All three of us (me, husband, Bat Girl) have gotten the seasonal flu shot. We will be getting the H1N1 vaccine as soon as we are able. We got the seasonal shots at the beginning of October from BG's pediatrician (she only gets the thimerosal-free versions), and since she recommends spacing out all flu vaccines one month apart, BG will be getting the first dose of H1N1 in the beginning of November, and the second dose at the beginning of December. (Kids under 9 have to get 2 doses of H1N1 for it to be effective. Since she has had the seasonal flu shot before, she only needed one dose of that one.) Since she freaked out getting the seasonal shot and tried to rip the needle out of her leg, I decided to get her the nasal spray for H1N1.
I am a very big believer in flu shots. I have gotten one every year for as long as I can remember. Longtime readers may recall that I fretted a bit about whether to get a thimerosal-containing flu shot when pregnant with BG--but I went ahead and did it anyway. So there was never any question that we were getting the seasonal shot. I debated the H1N1 shot a bit, but considering that (a) I am hoping to get pregnant this flu season, (b) pregnant women and small children have had the highest fatality rates from H1N1 so far, (c) we are planning to put BG in day care, i.e. viral stewpot, 2 days a week this winter, and (d) given the demographics of our neighborhood (hippies, bobos, and non-English-speaking recent immigrants) the local vax rate will likely be quite low, I am not taking the risk of going unvaccinated. If I don't get pregnant this cycle, I will get the nasal spray when BG gets hers. If I do get pregnant (ha!) I will get the shot as soon as I possibly can.
If you are someone who has issues with vaccines in general, I totally respect that. What I have a hard time with is people who fear the H1N1 vaccine based on totally unfounded information that they picked up through rumor or on MDC. To wit:
-If you don't have a problem with seasonal flu vaccine, you shouldn't have a major problem with the H1N1 vaccine.
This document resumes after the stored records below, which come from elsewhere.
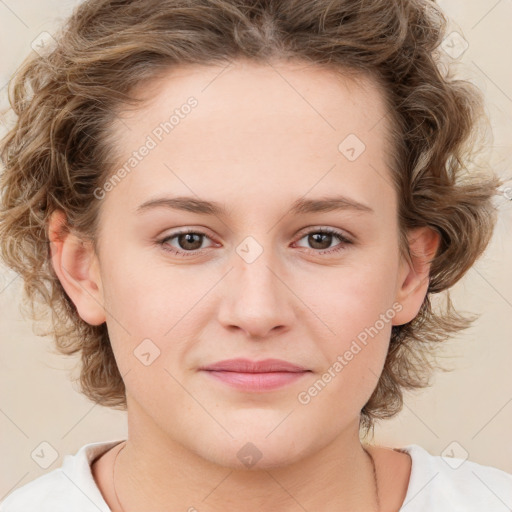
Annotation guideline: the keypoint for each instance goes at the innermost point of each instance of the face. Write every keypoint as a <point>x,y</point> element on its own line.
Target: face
<point>267,270</point>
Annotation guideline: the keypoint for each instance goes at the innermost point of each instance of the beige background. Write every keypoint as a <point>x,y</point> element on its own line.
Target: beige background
<point>467,412</point>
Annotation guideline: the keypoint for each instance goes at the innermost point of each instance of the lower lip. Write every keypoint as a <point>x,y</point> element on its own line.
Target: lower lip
<point>256,381</point>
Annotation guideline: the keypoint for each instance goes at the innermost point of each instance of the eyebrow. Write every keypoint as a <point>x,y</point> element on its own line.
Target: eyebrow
<point>299,207</point>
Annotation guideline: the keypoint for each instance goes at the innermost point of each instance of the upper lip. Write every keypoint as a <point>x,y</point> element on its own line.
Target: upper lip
<point>248,366</point>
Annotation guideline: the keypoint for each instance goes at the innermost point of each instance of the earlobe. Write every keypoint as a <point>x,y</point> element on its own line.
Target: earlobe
<point>414,273</point>
<point>76,265</point>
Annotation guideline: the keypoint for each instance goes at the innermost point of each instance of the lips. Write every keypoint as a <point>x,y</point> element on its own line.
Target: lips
<point>247,366</point>
<point>249,376</point>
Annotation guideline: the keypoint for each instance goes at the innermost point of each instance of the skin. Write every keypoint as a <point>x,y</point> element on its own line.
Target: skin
<point>255,143</point>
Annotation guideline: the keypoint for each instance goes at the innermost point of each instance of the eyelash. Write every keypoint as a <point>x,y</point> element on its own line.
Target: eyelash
<point>324,231</point>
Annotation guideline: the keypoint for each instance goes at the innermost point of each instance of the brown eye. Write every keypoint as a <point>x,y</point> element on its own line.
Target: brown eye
<point>321,239</point>
<point>185,242</point>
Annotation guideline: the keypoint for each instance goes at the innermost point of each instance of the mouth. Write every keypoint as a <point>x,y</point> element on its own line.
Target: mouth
<point>255,376</point>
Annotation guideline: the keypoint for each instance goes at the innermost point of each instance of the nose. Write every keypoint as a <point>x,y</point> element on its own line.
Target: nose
<point>255,297</point>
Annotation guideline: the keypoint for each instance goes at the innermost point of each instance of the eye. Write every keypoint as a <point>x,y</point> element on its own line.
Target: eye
<point>321,239</point>
<point>189,243</point>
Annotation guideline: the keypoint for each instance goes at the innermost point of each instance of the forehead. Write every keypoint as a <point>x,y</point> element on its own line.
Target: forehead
<point>292,125</point>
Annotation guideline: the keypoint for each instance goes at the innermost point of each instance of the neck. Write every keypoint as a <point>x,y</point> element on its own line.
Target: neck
<point>154,471</point>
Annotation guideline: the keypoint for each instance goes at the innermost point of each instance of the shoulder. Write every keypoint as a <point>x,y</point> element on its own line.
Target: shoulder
<point>454,484</point>
<point>70,485</point>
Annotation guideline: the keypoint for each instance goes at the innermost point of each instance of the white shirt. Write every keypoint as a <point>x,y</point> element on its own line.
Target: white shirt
<point>434,485</point>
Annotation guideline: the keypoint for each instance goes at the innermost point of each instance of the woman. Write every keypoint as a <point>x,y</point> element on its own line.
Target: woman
<point>174,176</point>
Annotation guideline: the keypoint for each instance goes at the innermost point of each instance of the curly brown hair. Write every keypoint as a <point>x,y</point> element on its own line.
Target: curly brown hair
<point>59,152</point>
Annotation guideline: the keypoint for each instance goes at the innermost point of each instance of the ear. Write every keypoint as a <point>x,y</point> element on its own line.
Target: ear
<point>413,276</point>
<point>77,268</point>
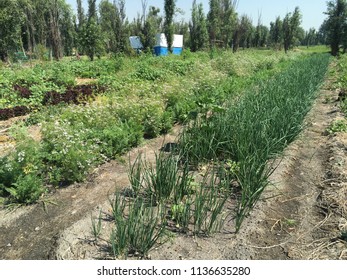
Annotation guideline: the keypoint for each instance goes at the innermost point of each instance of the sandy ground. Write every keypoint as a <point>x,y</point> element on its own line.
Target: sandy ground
<point>301,214</point>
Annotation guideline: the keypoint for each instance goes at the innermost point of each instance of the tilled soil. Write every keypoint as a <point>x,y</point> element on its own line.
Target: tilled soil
<point>301,215</point>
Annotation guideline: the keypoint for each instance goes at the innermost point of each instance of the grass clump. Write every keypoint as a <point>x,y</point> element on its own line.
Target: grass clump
<point>138,227</point>
<point>256,127</point>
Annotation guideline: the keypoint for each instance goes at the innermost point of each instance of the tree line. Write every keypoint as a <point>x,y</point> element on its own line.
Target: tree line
<point>51,27</point>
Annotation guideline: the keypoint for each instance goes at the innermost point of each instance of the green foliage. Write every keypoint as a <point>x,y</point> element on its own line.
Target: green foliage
<point>291,24</point>
<point>69,154</point>
<point>198,28</point>
<point>21,171</point>
<point>10,22</point>
<point>256,127</point>
<point>336,25</point>
<point>169,8</point>
<point>138,231</point>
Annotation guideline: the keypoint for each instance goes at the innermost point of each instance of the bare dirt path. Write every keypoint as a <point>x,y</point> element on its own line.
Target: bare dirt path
<point>301,215</point>
<point>31,232</point>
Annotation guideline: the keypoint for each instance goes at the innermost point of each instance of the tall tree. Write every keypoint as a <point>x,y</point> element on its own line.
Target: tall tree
<point>222,22</point>
<point>110,25</point>
<point>151,27</point>
<point>276,33</point>
<point>291,24</point>
<point>54,26</point>
<point>91,39</point>
<point>169,8</point>
<point>245,31</point>
<point>198,28</point>
<point>336,25</point>
<point>10,28</point>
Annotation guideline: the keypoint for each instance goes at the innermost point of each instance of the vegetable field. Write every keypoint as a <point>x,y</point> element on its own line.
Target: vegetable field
<point>232,117</point>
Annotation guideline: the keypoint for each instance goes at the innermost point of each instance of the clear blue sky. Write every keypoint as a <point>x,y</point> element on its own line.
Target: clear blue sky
<point>312,10</point>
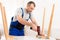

They are made in exactly the same way--the only difference is the virus part.
-There are NO ADJUVANTS in any flu vaccines in the US. (If you're not in the US, your mileage may vary.)
-If you fear mercury in vaccines, you can get a thimerosal-free flu vaccine, either via a single-dose shot or the nasal spray (which is always mercury-free).
Here's a piece by Paul Offit (whom I know a lot of people have a problem with) explaining all of this in more detail. So if you decide not to get vaccinated--which you are totally within your rights to do--you will at least have the science straight. That is all.